At the annual VidCon confabulation in Anaheim, California yesterday, YouTube’s Susan Wojcicki unveiled a number of additions and features that the site will be adding over the coming months, including links to creators’ crowdfunding projects, its own donation option, and a repository of music the site has licensed and will make available to creators for free.
The site will be integrating links, what they call “cards,” to crowdfunding sites such as Kickstarter, IndieGogo, Patreon and Change.org, among others, giving creators an outlet apart from those sites’ profile links to promote their particular projects. Alongside those links will be an option to donate to the creator directly through YouTube. Donations will be capped at $500, and can be as little as $1. It’s possible this could dovetail into an “unlocking” system on the site as well.
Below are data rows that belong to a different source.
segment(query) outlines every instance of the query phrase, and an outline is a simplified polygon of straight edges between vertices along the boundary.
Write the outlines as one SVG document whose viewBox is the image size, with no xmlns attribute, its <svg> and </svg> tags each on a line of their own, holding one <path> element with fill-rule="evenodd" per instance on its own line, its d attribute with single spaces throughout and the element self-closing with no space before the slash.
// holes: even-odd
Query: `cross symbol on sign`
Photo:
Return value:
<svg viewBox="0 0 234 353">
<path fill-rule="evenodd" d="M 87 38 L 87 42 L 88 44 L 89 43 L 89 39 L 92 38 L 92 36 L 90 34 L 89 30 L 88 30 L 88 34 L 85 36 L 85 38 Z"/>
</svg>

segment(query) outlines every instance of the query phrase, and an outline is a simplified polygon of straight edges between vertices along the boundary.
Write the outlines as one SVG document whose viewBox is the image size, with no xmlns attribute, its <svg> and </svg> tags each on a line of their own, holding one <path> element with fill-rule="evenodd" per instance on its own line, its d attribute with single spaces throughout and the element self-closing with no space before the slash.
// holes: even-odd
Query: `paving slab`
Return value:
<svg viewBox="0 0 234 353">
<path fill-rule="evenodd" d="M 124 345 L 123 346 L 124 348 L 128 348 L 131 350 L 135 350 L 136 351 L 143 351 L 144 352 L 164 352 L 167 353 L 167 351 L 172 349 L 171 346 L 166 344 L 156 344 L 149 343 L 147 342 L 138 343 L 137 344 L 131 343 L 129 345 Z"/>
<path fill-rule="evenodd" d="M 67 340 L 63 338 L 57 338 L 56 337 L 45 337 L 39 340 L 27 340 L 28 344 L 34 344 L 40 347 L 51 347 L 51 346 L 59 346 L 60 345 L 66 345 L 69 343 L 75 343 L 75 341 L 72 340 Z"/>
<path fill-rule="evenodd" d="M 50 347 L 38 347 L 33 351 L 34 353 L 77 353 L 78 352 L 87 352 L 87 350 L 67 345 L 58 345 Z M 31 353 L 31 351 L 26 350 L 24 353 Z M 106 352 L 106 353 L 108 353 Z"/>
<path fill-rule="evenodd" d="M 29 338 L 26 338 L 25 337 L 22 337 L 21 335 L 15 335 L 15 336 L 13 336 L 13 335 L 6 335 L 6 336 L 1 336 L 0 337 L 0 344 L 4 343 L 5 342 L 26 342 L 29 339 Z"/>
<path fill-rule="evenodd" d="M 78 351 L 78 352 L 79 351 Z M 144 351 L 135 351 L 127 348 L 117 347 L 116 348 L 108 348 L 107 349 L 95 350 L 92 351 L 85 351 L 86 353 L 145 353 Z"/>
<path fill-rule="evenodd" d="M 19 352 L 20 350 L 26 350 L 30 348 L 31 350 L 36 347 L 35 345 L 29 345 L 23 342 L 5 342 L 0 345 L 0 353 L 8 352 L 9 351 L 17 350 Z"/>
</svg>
The site has also launched Audio Library, a database of music and sound effects that video creators can integrate into their work free of charge. a representative from YouTube said the music and sound effects are “fully licensed and royalty-free” to creators. The video site Vimeo has a similar portal, its Music Store, with some songs available to license and others made free via creative commons licenses.
Another minor feature likely to make creators happy is a formalized system for crediting the people who worked on a video, allowing uploaders to link to those individuals’ YouTube channels.
The announcements come on the back of YouTube’s imminent music service, expected to launch sometime this year, the negotiations behind which have drawn significant criticism from the independent music sector.
To further its current focus, the company also announced on Thursday morning that it is collaborating with Sirius XM on the “YouTube 15” radio show, a countdown program on the digital radio network hosted by the YouTube-launched personality Jenna Marbles.
The Wrap quoted Wojcicki as saying that YouTube’s three priorities this year are strengthening its music ties, generating revenue and growing its global audience (the last point addressed by another new feature: fan-submitted subtitles).